第9章 クリスマス・パーティー
「すみません…ありがとうございます」
擦り剥けていた箇所がすっかり癒えたので、キラはルシウスの手を借りて立ち上がる。
「今後正装することも多いだろうから、今の呪文は覚えておくといい。一部の令嬢はそうしてやり過ごす…もちろん、慣れるのが一番だと思うが」
「これから、ですか?」
どういうことだろうか、とキラが首を傾げればルシウスは彼女の顎をくいと持ち上げるようにして上を向かせた。

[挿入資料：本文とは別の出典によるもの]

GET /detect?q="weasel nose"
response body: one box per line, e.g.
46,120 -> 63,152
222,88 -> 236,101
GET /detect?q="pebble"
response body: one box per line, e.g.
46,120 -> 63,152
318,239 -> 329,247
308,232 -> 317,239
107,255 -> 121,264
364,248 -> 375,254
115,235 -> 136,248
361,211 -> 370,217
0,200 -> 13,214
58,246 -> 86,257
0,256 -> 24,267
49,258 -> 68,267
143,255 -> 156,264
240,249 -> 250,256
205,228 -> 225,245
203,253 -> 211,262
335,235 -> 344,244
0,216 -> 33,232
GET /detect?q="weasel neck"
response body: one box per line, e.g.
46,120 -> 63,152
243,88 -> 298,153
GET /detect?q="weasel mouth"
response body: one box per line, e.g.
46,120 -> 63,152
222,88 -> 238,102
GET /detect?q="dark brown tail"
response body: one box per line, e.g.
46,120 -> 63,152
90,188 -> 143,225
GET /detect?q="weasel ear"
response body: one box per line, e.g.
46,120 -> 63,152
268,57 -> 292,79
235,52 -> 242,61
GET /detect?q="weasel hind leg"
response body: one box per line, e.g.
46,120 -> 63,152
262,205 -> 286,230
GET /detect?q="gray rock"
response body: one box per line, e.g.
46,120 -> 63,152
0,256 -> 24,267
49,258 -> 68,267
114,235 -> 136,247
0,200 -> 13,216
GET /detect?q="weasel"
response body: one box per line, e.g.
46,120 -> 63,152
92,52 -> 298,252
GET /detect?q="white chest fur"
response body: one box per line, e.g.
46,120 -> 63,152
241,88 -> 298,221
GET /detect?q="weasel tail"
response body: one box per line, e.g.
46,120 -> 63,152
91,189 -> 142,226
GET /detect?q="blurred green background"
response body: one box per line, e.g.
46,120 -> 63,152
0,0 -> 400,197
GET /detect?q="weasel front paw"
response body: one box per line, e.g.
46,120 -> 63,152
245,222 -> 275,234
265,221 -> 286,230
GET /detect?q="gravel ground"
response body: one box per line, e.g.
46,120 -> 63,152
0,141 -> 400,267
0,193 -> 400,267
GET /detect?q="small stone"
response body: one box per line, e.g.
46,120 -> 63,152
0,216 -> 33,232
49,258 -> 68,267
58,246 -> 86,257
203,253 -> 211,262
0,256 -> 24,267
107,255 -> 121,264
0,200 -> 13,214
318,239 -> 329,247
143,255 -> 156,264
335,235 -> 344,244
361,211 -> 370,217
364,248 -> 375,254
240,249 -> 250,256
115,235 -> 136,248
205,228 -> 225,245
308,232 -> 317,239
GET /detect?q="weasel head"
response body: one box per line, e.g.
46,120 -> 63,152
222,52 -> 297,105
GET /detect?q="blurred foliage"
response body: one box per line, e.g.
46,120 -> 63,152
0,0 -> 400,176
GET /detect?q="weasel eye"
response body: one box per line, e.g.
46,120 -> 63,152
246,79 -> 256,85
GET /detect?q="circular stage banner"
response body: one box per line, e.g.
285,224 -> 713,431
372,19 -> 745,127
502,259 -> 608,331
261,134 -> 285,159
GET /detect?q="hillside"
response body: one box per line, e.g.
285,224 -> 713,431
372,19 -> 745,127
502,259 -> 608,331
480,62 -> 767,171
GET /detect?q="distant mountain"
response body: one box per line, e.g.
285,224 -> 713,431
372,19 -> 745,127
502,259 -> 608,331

「君はブルーム家の令嬢だ。これまでは一般庶民であったかも知れないが、こちらに来たからには令嬢らしく振る舞う必要が出てくる…ということだ」
「え…でも私、一度も祖母の家に行ったことがないですし、全然どんなお家なのかも知らなくて…」
困ったように視線を反らすキラに、彼は美しい笑みを見せた。
「近く、君を我がマルフォイ家に招待しよう。キラ…私は君が気に入ったよ。ブルーム家のことを詳しく教えてあげよう」
どうやらおばあ様は君に色々なことを内緒にしているようだしね――。
ルシウスは確かにそう言った。
(色々なことを、内緒に…?)
どういうことなのか。
そんな言われ方をされては、気にならないわけがない。
「はい……お願いします」
キラの返事にルシウスは満足げな顔をする。
「では、失礼する。…あぁ…ここで私に会ったことは、他言無用だ。決して、誰にも話さぬように。おしゃべりは嫌いでね」
ルシウスは人差し指を立てて自分の唇にそっと当て、その後キラの唇にも触れた。
まるで口封じの呪いのようで、キラは慌てて口元を手で覆い大げさにコクコクと頷く。
「それと…向上心のない者も」
キラの耳元で囁いて、ふふ、と口の端を吊り上げたルシウスは、深緑のローブを翻し颯爽と去っていった。
(…どうしよう……)
残されたキラは、その後姿が見えなくなるまで彼を見つめるしかなかった。